The shovel blade end of each shovel blade control arm 42 inserts through a control arm slot 50 which is a narrow slot cut longitudinally down the center of each shovel blade 40 for approximately 90 percent of its length. The purpose of this slot is to accept the shovel blade control arm 42, and provide guidance for the control arm 42, while the shovel is in operation. The shovel blade end of each control arm 42 passes through the shovel blade 40 and out the back side of the shovel blade 40 where the roll pin 48 is pressed through its end perpendicular to the control arm slot 50, which can be clearly seen in FIGS. 3B and 4, and which is also enclosed by the pin enclosure 38 which is attached to the back side of the shovel blade 40 and covers and encompasses the entire control arm slot 50 and the end of the shovel blade control arm 42 and its pressed roll pin 48.

The shovel blades 40 are designed to provide the backing and support for dragging the snow from beneath the vehicle with their concave working surface being mounted facing rearward. The pin enclosures 38 keep the control arms 42, secure to the back of the shovel blades 40 which face forward when in the extended or snow capture position. The pin enclosures 38 are three sided enclosures creating enclosed runners within which the blade end of the control arm 42 and pressed roll pin 48 are housed. The fourth side is open, and it is this side that is secured to the back of the shovel blade 40. The pin enclosures 38, cover the control arm slot 50 cut in the shovel blade 40 as viewed from the top of the shovel blade 40, as seen in FIG. 3B, or the surface opposite the snow surface.

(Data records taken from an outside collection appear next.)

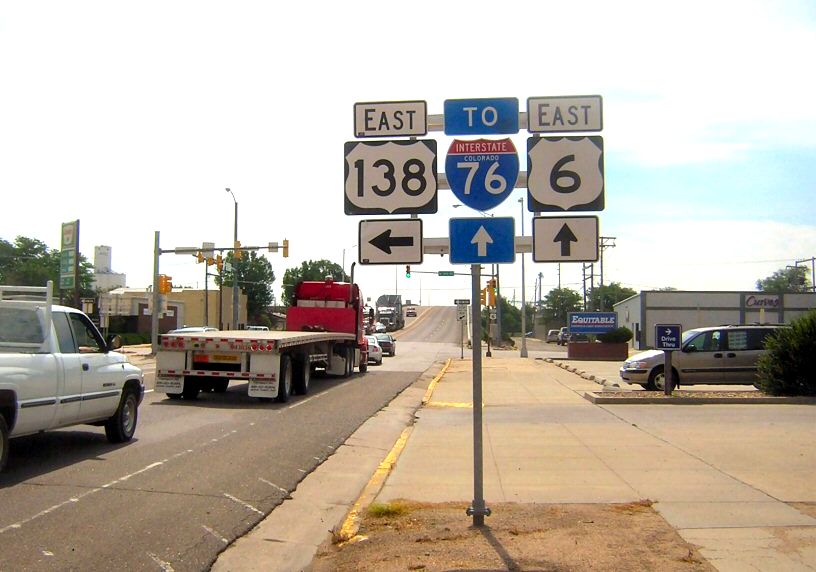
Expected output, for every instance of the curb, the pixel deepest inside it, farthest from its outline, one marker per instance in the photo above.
(588, 376)
(600, 399)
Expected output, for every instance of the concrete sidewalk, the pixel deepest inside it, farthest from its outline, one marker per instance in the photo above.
(735, 480)
(544, 443)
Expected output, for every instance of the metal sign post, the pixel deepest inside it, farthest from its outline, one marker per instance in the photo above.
(477, 510)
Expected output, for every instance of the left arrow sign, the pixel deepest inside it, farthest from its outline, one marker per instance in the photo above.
(390, 241)
(385, 241)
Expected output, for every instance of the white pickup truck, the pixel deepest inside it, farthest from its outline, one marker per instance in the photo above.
(57, 370)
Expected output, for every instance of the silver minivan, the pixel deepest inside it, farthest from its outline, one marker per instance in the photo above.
(715, 355)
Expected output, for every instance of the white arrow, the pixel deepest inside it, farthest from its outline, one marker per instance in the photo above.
(481, 239)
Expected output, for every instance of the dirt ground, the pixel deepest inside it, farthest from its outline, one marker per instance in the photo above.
(405, 535)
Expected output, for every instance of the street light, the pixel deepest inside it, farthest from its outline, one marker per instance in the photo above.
(523, 301)
(235, 268)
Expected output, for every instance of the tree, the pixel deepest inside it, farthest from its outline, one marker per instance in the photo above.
(29, 262)
(255, 277)
(788, 279)
(602, 298)
(558, 303)
(316, 270)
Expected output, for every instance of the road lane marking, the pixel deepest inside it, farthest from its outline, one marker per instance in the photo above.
(243, 503)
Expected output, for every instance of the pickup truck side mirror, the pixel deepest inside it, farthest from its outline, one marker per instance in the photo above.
(114, 342)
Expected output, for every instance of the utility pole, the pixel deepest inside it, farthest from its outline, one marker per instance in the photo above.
(606, 242)
(235, 255)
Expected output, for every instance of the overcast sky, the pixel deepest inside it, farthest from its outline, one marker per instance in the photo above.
(134, 118)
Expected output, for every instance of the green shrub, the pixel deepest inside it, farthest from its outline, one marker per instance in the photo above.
(788, 367)
(616, 336)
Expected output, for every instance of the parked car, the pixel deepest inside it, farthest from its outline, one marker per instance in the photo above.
(193, 330)
(715, 355)
(388, 343)
(374, 350)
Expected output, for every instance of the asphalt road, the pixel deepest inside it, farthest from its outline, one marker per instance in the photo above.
(196, 476)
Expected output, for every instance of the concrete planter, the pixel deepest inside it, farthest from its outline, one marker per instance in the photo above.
(595, 351)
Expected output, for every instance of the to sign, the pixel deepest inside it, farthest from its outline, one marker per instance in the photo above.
(565, 174)
(560, 114)
(668, 337)
(482, 173)
(390, 119)
(482, 240)
(390, 241)
(565, 239)
(390, 177)
(485, 116)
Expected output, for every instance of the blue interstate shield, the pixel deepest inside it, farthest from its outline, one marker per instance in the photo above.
(482, 173)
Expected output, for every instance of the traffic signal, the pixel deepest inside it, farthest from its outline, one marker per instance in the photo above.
(165, 284)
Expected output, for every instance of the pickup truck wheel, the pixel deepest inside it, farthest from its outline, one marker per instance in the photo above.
(3, 442)
(122, 425)
(303, 375)
(285, 384)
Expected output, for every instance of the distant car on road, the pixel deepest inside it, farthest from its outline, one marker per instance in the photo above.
(374, 350)
(388, 343)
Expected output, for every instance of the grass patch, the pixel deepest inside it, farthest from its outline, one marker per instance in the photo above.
(388, 509)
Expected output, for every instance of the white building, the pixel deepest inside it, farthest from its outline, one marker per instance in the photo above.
(104, 278)
(642, 311)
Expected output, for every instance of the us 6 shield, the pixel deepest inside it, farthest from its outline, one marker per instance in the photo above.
(390, 177)
(565, 174)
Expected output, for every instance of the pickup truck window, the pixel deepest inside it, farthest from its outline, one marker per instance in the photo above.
(20, 325)
(64, 334)
(86, 335)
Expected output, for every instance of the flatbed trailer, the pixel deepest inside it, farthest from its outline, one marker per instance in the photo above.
(275, 364)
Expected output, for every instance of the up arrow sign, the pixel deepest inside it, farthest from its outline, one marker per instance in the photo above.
(481, 239)
(565, 236)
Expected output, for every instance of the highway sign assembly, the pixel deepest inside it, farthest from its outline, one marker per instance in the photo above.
(482, 116)
(390, 177)
(668, 337)
(482, 173)
(391, 119)
(565, 174)
(482, 240)
(390, 241)
(564, 113)
(565, 239)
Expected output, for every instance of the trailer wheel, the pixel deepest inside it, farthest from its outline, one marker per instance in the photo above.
(285, 384)
(303, 375)
(191, 389)
(349, 361)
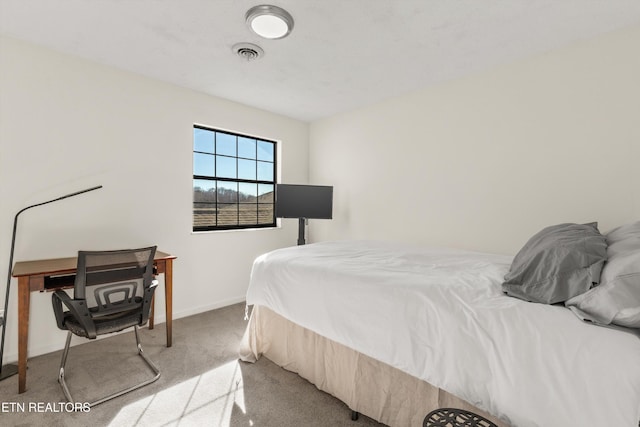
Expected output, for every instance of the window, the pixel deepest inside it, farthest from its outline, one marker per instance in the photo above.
(234, 179)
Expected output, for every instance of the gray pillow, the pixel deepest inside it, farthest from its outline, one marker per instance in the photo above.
(617, 299)
(557, 263)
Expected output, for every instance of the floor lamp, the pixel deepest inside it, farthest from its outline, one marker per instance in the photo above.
(9, 370)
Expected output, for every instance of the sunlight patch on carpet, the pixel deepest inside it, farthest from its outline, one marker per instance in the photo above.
(208, 399)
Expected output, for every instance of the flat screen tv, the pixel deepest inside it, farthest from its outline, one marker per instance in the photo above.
(304, 201)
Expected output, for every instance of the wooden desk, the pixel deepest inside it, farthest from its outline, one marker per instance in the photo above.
(54, 274)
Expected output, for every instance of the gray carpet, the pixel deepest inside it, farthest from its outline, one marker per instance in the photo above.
(202, 383)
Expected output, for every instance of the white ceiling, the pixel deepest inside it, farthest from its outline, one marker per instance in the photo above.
(342, 54)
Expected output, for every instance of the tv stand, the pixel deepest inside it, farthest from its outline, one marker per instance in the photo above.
(301, 224)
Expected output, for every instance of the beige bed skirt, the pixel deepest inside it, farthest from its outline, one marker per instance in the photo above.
(366, 385)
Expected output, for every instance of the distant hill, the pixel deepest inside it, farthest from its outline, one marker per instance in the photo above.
(249, 210)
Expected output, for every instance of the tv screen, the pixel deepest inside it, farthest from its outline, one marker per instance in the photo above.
(304, 201)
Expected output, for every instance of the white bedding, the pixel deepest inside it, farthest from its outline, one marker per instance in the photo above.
(439, 315)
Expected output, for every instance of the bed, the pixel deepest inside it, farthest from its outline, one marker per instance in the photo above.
(397, 330)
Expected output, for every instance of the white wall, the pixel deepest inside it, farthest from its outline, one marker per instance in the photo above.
(486, 161)
(67, 124)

The pin enclosures 38 are made of aluminum or stainless steel. The pin enclosures 38 may be coated on the inside with Teflon or urethane to allow the control arms 42 and pressed roll pins 48, to slide properly in the pin enclosures 38. The control arm 42 is therefore securely attached to the shovel blade 40, while allowing and controlling a range of motion of the shovel blades 40, to include being entirely retracted and lying against the outer shaft 14, to being extended out to nearly ninety degrees.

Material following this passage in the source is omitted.